09/05/18

Preocupa la tardanza en cerrar un ventajoso convenio colectivo

Esta historia tiene todos los condimentos para llegar a buen puerto. Sin embargo, una demora burocrática en su último tramo podría quitarle a YPF la posibilidad de ahorrar u$s 6 millones.


En junio de 2016, National Shipping SA obtuvo por licitación un contrato con YPF para transportar hidrocarburos claros desde La Plata hasta Barranqueras. Con posterioridad a su firma, la petrolera estatal le solicitó a la naviera que construya y ponga en servicio un buque nuevo de alta tecnología que cumpla con todas las exigencias nacionales e internacionales en seguridad, medio ambiente, cuidado de la carga y de la tripulación.

Como ninguno de los astilleros nacionales consultados estaba en condiciones de garantizar su construcción, National Shipping debió encargarlo en China con fecha de entrada en servicio enero de 2018. El costo de la construcción fue de u$s 10 millones a los que se sumaron otros u$s 1,4 millones para su nacionalización.
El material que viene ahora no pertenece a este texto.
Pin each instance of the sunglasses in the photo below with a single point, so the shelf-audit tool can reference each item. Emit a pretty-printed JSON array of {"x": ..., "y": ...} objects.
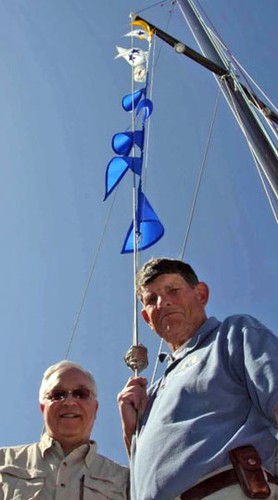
[{"x": 61, "y": 395}]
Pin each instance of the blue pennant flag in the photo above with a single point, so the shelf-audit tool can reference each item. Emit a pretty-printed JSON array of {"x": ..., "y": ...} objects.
[
  {"x": 123, "y": 141},
  {"x": 130, "y": 101},
  {"x": 149, "y": 228},
  {"x": 117, "y": 168}
]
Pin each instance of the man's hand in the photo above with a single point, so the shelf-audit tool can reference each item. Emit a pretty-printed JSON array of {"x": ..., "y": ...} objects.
[{"x": 132, "y": 402}]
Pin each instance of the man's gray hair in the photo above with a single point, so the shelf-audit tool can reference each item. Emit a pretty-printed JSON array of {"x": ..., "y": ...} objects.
[{"x": 58, "y": 366}]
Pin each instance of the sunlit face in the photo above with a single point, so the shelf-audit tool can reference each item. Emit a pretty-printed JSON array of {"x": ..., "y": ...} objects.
[
  {"x": 173, "y": 308},
  {"x": 71, "y": 420}
]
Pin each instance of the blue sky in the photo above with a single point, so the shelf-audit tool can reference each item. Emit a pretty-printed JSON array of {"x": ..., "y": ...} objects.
[{"x": 60, "y": 103}]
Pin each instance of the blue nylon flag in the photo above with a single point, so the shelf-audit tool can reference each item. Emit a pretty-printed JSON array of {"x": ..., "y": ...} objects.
[
  {"x": 130, "y": 101},
  {"x": 148, "y": 224},
  {"x": 123, "y": 141},
  {"x": 117, "y": 168}
]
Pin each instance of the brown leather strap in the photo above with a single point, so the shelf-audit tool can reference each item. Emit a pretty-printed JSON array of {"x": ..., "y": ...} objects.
[{"x": 216, "y": 483}]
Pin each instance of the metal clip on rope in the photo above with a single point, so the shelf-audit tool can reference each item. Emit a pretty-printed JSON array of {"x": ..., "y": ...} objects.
[{"x": 136, "y": 358}]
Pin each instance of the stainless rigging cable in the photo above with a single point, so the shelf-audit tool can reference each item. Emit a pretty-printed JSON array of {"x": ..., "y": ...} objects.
[
  {"x": 194, "y": 203},
  {"x": 92, "y": 268},
  {"x": 193, "y": 207}
]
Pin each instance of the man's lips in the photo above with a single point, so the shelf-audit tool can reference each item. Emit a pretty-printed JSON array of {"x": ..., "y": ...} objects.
[{"x": 69, "y": 415}]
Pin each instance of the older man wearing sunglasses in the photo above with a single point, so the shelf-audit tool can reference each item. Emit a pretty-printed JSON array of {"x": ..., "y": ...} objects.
[{"x": 64, "y": 464}]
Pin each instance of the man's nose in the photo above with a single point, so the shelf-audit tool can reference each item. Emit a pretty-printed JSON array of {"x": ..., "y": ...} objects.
[
  {"x": 163, "y": 300},
  {"x": 69, "y": 399}
]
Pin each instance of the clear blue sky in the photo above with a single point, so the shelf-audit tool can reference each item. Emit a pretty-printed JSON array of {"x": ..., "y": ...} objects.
[{"x": 60, "y": 104}]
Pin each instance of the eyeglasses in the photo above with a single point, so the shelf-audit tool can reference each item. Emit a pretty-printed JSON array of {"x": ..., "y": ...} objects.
[{"x": 61, "y": 395}]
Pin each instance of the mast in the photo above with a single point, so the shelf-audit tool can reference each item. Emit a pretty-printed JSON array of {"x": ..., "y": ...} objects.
[
  {"x": 237, "y": 95},
  {"x": 261, "y": 145}
]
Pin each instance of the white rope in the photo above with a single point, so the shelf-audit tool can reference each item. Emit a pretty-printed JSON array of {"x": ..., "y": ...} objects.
[
  {"x": 195, "y": 198},
  {"x": 92, "y": 268}
]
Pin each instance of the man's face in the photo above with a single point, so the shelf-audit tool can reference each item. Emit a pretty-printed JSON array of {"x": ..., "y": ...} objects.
[
  {"x": 71, "y": 420},
  {"x": 173, "y": 308}
]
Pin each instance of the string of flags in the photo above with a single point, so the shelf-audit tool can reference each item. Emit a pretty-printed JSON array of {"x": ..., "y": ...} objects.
[{"x": 129, "y": 145}]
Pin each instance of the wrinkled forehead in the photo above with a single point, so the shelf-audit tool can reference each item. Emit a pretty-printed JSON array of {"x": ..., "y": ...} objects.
[
  {"x": 163, "y": 282},
  {"x": 68, "y": 378}
]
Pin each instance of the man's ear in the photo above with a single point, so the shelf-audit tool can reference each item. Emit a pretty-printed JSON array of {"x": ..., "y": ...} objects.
[
  {"x": 145, "y": 316},
  {"x": 202, "y": 291}
]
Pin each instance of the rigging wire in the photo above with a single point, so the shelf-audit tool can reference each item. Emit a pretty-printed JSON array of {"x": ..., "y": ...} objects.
[
  {"x": 193, "y": 207},
  {"x": 258, "y": 164},
  {"x": 161, "y": 3},
  {"x": 194, "y": 203},
  {"x": 92, "y": 268}
]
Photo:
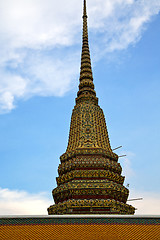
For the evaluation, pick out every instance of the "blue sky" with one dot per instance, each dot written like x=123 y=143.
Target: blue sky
x=40 y=47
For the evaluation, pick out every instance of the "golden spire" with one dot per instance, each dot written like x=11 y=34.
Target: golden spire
x=86 y=77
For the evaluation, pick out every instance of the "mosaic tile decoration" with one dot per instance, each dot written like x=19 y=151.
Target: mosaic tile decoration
x=80 y=228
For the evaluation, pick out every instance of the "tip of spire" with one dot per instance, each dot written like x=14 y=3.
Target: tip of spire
x=84 y=9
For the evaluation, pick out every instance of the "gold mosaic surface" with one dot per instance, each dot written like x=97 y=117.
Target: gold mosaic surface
x=89 y=169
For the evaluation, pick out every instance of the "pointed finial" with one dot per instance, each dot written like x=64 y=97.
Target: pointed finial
x=84 y=9
x=86 y=86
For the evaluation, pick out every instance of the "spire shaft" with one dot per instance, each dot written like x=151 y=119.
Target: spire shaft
x=86 y=70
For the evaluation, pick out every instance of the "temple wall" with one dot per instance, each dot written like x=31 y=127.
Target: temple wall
x=92 y=227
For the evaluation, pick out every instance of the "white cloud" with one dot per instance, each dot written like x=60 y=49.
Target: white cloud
x=126 y=163
x=15 y=202
x=38 y=40
x=150 y=205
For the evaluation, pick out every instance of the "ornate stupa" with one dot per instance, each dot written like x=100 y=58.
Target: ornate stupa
x=90 y=180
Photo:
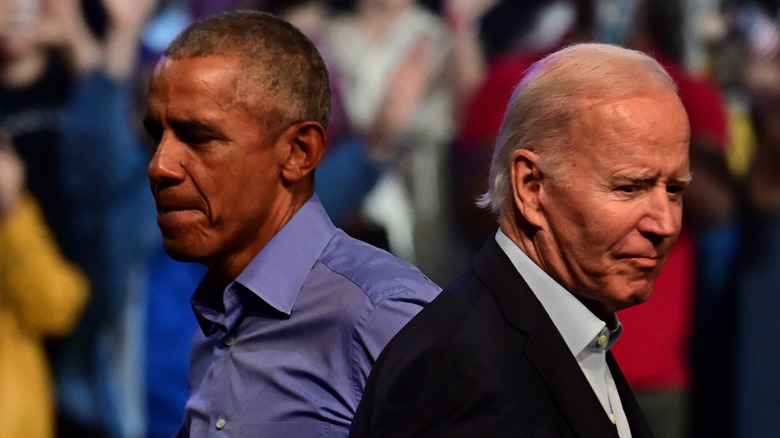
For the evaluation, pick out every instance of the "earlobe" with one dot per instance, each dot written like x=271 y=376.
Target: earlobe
x=305 y=143
x=526 y=186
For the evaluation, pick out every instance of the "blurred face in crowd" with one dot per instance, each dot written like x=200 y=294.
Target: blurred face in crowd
x=615 y=211
x=215 y=172
x=20 y=26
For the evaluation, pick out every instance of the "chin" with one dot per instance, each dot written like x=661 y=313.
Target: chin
x=181 y=251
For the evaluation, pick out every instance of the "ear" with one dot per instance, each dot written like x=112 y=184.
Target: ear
x=304 y=144
x=526 y=186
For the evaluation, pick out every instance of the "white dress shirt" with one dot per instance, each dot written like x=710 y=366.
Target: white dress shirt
x=585 y=334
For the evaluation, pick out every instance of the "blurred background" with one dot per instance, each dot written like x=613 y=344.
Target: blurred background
x=419 y=92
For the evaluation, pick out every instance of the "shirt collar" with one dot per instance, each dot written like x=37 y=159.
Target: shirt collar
x=277 y=272
x=578 y=326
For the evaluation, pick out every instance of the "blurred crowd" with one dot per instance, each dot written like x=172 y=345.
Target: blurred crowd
x=95 y=322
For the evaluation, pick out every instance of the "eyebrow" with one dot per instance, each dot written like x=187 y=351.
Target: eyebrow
x=196 y=126
x=639 y=178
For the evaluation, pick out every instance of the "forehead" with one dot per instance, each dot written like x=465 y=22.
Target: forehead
x=207 y=81
x=655 y=120
x=633 y=128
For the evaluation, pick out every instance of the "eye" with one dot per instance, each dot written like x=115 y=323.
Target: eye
x=153 y=130
x=675 y=190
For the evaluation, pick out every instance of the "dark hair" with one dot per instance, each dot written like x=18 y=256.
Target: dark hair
x=276 y=57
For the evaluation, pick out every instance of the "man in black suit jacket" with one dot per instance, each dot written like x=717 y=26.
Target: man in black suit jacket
x=586 y=181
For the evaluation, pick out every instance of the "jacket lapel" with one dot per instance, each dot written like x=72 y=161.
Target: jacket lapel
x=545 y=347
x=636 y=419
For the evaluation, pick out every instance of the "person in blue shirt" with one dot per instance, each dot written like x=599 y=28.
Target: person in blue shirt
x=292 y=312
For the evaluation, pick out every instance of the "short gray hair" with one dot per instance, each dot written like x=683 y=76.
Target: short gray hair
x=547 y=102
x=276 y=57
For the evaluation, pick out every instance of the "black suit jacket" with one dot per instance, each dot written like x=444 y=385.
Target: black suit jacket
x=485 y=360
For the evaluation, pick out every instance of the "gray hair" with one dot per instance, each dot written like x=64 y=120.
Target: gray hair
x=275 y=56
x=547 y=102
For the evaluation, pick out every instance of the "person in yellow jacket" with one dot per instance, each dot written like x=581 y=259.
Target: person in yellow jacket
x=41 y=295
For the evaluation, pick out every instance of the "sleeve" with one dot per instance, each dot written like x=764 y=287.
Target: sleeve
x=47 y=292
x=442 y=391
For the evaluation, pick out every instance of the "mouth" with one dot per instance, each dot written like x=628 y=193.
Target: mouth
x=644 y=261
x=162 y=209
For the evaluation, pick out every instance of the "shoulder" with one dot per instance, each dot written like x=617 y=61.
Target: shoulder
x=375 y=272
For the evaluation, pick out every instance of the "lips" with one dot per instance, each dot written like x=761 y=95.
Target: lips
x=644 y=261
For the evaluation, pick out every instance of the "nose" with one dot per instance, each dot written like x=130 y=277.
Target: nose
x=167 y=163
x=663 y=215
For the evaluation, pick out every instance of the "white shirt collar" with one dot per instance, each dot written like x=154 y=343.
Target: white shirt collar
x=577 y=325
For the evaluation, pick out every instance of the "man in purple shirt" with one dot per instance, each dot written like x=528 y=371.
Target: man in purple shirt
x=292 y=312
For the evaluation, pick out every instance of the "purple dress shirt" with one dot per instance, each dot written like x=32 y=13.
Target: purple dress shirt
x=286 y=350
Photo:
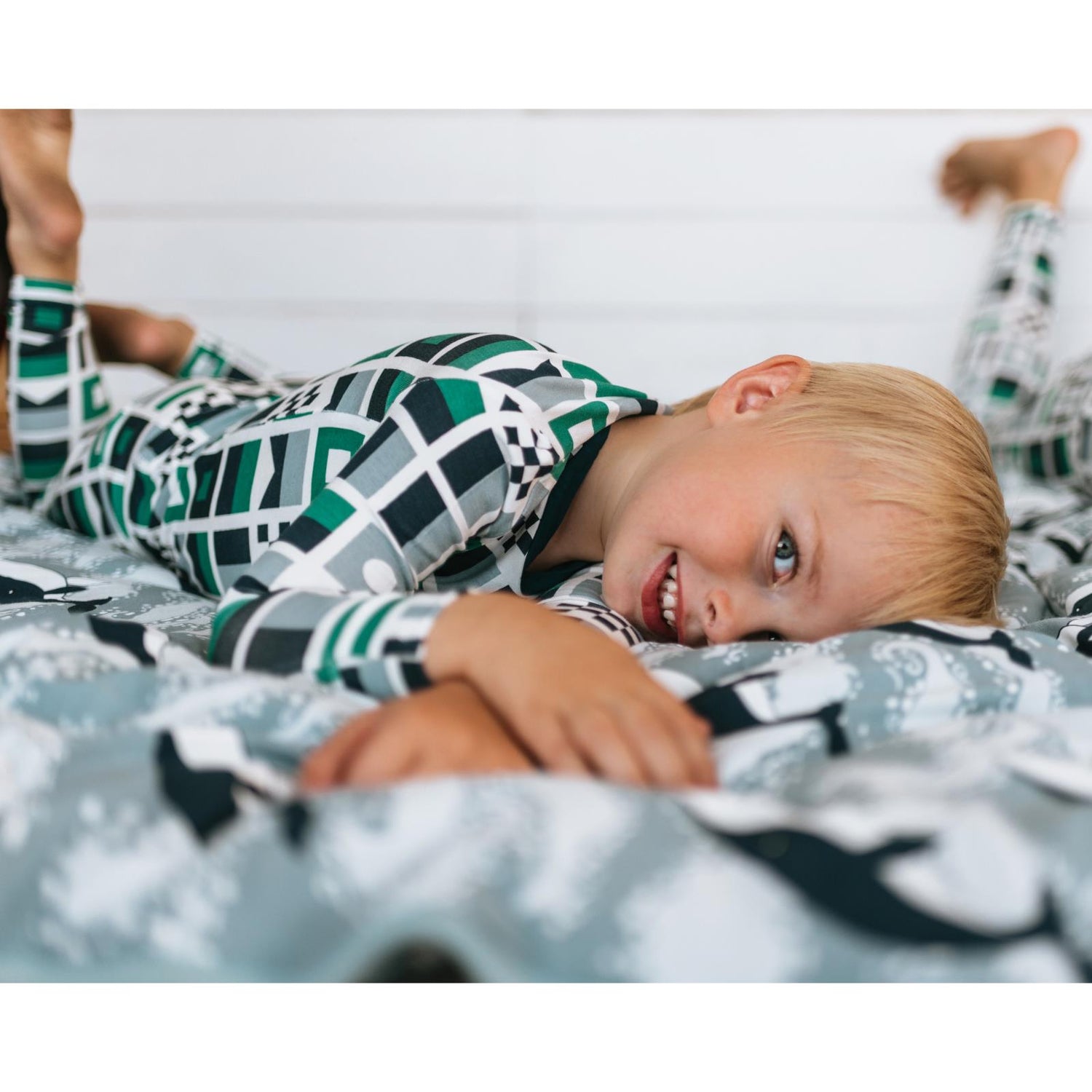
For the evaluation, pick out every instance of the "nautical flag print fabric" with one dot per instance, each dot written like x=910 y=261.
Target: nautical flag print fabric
x=336 y=518
x=1039 y=421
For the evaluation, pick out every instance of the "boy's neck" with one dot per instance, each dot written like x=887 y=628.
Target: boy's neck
x=633 y=445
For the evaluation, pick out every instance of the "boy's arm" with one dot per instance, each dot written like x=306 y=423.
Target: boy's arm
x=338 y=596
Mientras promediaba la construcción y por iniciativa del gobierno, se conformó a fines de 2016 una comisión tripartita con sindicatos, empresarios marítimos y el Ministerio de Transporte de la Nación, a través de la hoy Subsecretaría de Puertos, Vías Navegables y Marina Mercante. El objetivo era reducir costos, desarrollar el transporte fluvial y marítimo con embarcaciones de bandera nacional, recuperar la carga que hoy transportan embarcaciones extranjeras, y proteger el trabajo de los tripulantes argentinos en los distintos tráficos: cabotaje nacional, hidrovía, bilateral con Brasil e internacional.

En este escenario de diálogo y consenso los distintos actores se comprometieron a implementar beneficios impositivos, y suscripción de Convenios Colectivos de Trabajo que impliquen una reducción de los francos compensatorios en los casos que se incorporen buques nuevos que aumenten las fuentes laborales del sector.

National Shipping se encolumnó detrás de este objetivo y en el segundo semestre de 2017, cuando finalizaba la construcción del buque, inició conversaciones con los distintos representantes de los gremios del sector. Les ofreció la posibilidad de tripular con sus afiliados el flamante buque, que se incorporaría a partir de enero de 2018 a la Marina Mercante Nacional, e incluyó en las negociaciones la comprometida reducción de los francos compensatorios.

Apoyo

La Asociación de Baqueanos y Capitanes Fluviales, el Sindicato de Conductores Navales y el Sindicato Flota Petrolera e Hidrocarburífera, respondieron positivamente a esta propuesta. Apoyaron la iniciativa debido a la cantidad de gente que tenían en sus listas sin trabajo, pero también convencidos de la necesidad de reducir los costos en pos de una mayor competitividad.

En octubre de 2017 se celebraron Convenios Colectivos de Trabajo con cada uno de estos gremios para regular las condiciones laborales y salariales de los tripulantes que enrolarían en el nuevo buque "Alberto V" al servicio de YPF.

Al mismo tiempo, se presentó a YPF el esquema salarial que significaba para la empresa estatal un ahorro del orden de los u$s 6 millones durante los cinco años de vigencia del contrato de transporte. Naturalmente fue aprobado por sus autoridades, también alineadas con el objetivo del Poder Ejecutivo de reducir los costos a la máxima expresión para ser más competitivos frente al mundo.

Si esta reseña finalizara aquí se podría concluir que el proyecto de construcción desarrollado y las medidas de acción simultáneas y posteriores llevadas a la práctica por National Shipping, representan un caso exitoso a seguir para el resto de los actores que componen la marina mercante nacional.

Desafortunadamente los hechos hasta ahora demuestran lo contrario.

En lugar de recibir la aprobación inmediata, a la fecha no se obtuvo de parte del Ministerio de Trabajo y Seguridad Social la homologación de los convenios colectivos que brinden seguridad jurídica a los acuerdos alcanzados. Mientras tanto, el contrato y los convenios colectivos están en vigencia e YPF se beneficia con la baja de costos; pero de no salir la homologación, deberá devolver retroactivamente lo ahorrado.

Los gremios que dieron la espalda cuando se les realizó la propuesta, hoy están operando para que los convenios no se homologuen. Si logran su cometido estarán atentado contra el objetivo de ahorrar costos, y lo que es peor, contra sus propios afiliados al restringirles nuevas fuentes de trabajo.